Emerson Rosa, candidato a vereador pelo Novo

Emerson Rosa, candidato a vereador pelo Novo

“O projeto do Partido Novo é de endurecimento 100% em relação à segurança pública. Ou seja, aumentar o efetivo da polícia e o armamento. Mas eu entendo que, pra mim, seria um apoio ao armamento desde que haja uma conscientização conjunta”, acredita o candidato do Novo.

“Com um investimento em grande proporção em termos de letramento racial, você evitaria, por exemplo, a discriminação do jovem negro e periférico, da polícia taxá-lo como um criminoso”, completa o advogado.

Nesse ponto, Jussara concorda que a GCM  precisa de mais educação e adiciona mais atenção psicológica na discussão.

“O treinamento de atuação do GCM é um treinamento prático. A gente precisa começar a abordar outras questões”, diz Jussara, se referindo às dificuldades mentais que agentes de segurança vivenciam na profissão.

“Essas pessoas vivem num ambiente extremamente insalubre e opressor. Eles são colocados à prova o tempo todo e não são bem remunerados ou valorizados. Temos que aplicar em seu treinamento um conhecimento da região onde ele vai atuar e das pessoas que ele vai conviver”, completa Jussara.

O medo que um jovem negro sente ao ver as luzes do giroflex se aproximar não vai terminar até que investimentos nessas “outras questões” citadas por Jussara sejam feitos.

“A gente tem um projeto de lei aprovado aqui na Câmara Municipal que fala sobre como você cria dentro da cidade espaços de sociabilização para esses jovens conseguirem construir e fortalecer vínculo com a família”, observa Elaine Mineiro.

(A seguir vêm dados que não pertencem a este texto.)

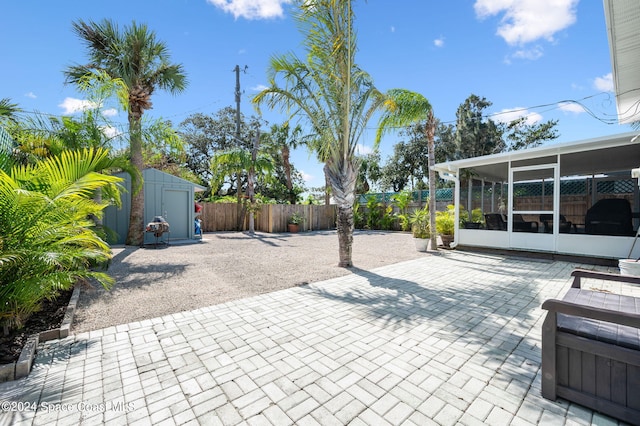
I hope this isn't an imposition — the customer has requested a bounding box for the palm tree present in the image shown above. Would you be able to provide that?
[376,89,438,250]
[0,149,122,333]
[253,0,385,267]
[211,146,273,233]
[65,19,187,245]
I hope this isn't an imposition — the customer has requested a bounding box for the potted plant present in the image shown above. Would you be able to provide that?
[287,212,304,232]
[436,204,456,247]
[409,206,431,251]
[460,207,484,229]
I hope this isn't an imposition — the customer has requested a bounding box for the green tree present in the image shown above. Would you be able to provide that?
[253,0,400,267]
[454,94,506,159]
[0,149,122,333]
[65,19,187,245]
[502,117,558,151]
[178,107,260,191]
[446,94,558,160]
[269,121,304,204]
[356,151,382,194]
[211,148,273,232]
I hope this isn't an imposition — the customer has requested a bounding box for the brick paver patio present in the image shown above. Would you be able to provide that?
[0,251,640,426]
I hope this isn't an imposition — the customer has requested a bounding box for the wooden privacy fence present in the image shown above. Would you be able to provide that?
[198,203,336,233]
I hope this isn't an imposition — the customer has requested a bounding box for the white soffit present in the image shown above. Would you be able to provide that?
[604,0,640,124]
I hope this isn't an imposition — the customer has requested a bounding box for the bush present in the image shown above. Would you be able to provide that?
[0,150,122,334]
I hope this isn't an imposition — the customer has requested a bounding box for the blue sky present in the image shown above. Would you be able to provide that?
[0,0,631,190]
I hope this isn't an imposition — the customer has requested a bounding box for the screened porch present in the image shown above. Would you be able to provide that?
[435,133,640,259]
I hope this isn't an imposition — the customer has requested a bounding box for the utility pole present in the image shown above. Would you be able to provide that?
[233,65,247,231]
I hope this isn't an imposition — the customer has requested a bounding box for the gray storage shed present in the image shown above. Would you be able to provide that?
[103,169,205,244]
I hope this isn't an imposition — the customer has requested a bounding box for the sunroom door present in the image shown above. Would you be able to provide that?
[507,164,560,251]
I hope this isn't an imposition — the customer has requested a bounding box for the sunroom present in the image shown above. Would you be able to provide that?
[435,132,640,259]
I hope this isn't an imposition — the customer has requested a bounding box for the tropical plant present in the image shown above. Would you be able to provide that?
[376,89,438,250]
[436,204,456,235]
[270,121,302,204]
[409,204,431,239]
[391,191,413,231]
[211,149,273,231]
[253,0,420,267]
[366,195,384,229]
[287,212,304,225]
[0,149,122,333]
[65,19,187,246]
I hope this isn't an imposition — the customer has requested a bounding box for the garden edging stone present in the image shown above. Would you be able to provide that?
[0,285,80,383]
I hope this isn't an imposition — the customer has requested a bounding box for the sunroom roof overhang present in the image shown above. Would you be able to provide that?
[434,132,640,182]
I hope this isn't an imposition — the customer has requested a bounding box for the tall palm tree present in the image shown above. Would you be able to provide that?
[0,149,122,333]
[376,89,438,250]
[253,0,385,267]
[65,19,187,245]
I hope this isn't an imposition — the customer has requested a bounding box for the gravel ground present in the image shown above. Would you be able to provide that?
[72,231,429,333]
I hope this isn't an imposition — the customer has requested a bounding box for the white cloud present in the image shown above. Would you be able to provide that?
[511,46,544,61]
[491,107,542,125]
[207,0,291,19]
[593,73,613,92]
[102,108,118,117]
[558,102,585,114]
[473,0,579,45]
[58,98,97,114]
[101,126,122,139]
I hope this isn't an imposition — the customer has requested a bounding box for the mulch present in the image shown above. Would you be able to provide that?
[0,289,73,364]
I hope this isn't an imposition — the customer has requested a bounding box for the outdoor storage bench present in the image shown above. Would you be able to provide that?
[541,269,640,425]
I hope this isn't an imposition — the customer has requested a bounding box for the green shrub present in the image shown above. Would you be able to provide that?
[0,150,122,334]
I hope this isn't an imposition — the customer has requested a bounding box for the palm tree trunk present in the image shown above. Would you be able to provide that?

Elaine fala sobre um discurso que não gera resultados e é usado por políticos sobre a segurança pública.

“O que a gente observa é que não tem uma ligação direta entre o aumento de policiamento e a diminuição da violência”, conta Elaine. “Você não precisa fazer nenhum gesto que aponte uma melhora da política pública. Só [adotar] o discurso mais duro, o discurso mais pesado já convence as pessoas de que você está fazendo alguma coisa”.

Enquanto a Prefeitura gasta com armamento, políticas de “limpeza” e remoção de cracolândias espalhadas nas regiões centrais de São Paulo, o problema real permanece. Para Emerson, falta cobrar.

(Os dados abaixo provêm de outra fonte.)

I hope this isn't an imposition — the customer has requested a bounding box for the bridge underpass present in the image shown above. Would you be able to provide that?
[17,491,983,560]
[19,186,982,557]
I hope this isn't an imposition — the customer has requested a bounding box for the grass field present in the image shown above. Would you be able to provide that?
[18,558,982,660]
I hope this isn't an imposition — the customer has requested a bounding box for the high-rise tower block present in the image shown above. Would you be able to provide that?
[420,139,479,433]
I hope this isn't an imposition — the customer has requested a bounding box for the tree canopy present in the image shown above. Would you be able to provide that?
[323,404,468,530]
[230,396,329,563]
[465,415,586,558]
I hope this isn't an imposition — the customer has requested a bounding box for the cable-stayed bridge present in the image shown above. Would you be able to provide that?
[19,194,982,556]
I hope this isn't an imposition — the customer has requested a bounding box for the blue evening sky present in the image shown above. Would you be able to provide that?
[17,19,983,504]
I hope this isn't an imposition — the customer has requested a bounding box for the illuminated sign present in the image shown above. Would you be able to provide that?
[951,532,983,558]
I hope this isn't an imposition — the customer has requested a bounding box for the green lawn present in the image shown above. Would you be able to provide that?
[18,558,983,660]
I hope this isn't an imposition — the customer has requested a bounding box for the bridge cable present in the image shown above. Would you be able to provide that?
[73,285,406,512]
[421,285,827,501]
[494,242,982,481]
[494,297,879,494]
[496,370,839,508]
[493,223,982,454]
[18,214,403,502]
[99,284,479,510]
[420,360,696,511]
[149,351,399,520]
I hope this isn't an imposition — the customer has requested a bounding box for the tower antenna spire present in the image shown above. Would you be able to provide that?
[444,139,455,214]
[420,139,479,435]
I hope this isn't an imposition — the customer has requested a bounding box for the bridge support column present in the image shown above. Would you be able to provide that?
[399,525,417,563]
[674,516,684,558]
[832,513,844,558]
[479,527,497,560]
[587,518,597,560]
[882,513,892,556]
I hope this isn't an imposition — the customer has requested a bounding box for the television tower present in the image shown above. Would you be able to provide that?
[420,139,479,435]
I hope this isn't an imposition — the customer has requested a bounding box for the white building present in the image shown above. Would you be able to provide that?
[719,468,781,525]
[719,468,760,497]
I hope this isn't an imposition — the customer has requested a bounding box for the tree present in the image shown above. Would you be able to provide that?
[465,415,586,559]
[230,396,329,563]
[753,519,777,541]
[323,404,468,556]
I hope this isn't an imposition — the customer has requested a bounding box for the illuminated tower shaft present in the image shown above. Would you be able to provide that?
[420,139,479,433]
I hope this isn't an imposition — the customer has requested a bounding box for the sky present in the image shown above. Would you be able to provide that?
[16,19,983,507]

“Se o Estado tem tomado a providência de endurecer mais a segurança pública, que haja, consequentemente, um investimento no sentido de conscientizar as pessoas”, opina o advogado.

Convergência?

Ao se discutir política nos últimos anos, a polarização de opiniões, candidaturas e ideologias alimentam a desesperança de quem mora no País. Mas a política também é o caminho para conquistar direitos – onde também há uma polarização entre quem tem acesso e quem não tem.

Jussara Basso, vereadora candidata à reeleição pelo PSB

Jussara Basso, vereadora candidata à reeleição pelo PSB

“Quando você chega nos extremos, em regiões fronteiriças com outras cidades, você percebe que a ausência do Estado é total. Falta saneamento, falta regularização fundiária, falta iluminação, falta saúde, educação, enfim, as pessoas estão abandonadas”, ressalta Jussara.

A inação do Estado nesses lugares – periferias, extremos, áreas rurais – é regra em todo o município.

Segundo a própria Secretaria Municipal de Urbanismo e Licenciamento (SMUL), cerca de 5,3% da cidade de São Paulo ainda vive sem saneamento básico. Pode não parecer muito, mas esses 5% representam cerca de 660 mil pessoas, e o número pode ser ainda maior.

“É tudo um elo, certo? Quando você tem a falta de saneamento básico, você tem o aumento do contágio de doenças, infectos com drogas, doenças virais…E aí você sobrecarrega o sistema público de saúde… Com isso, os problemas vão se amontoando”, diz Emerson, do Novo.

O candidato exemplifica o que viu em uma visita ao bairro de Vargem Grande, na região de Parelheiros. “Imagina para se ter acesso a um hospital público, uma escola, base policial, posto de saúde, farmácia, mercados, banco… É um bairro praticamente isolado. E dentro desse bairro foram-se suprindo essas necessidades”, narra.

Apesar das discordâncias, Jussara quer buscar convergências em questões para a população das quebradas.

“Eu ficaria muito feliz se a gente tivesse uma bancada periférica realmente representativa dentro daquela casa (…) No final das contas, o que a gente quer é mobilidade, o que a gente quer é moradia digna, iluminação, saúde, a gente quer as mesmas coisas. E isso são os pontos de convergência. Vamos focar neles”, termina a candidata.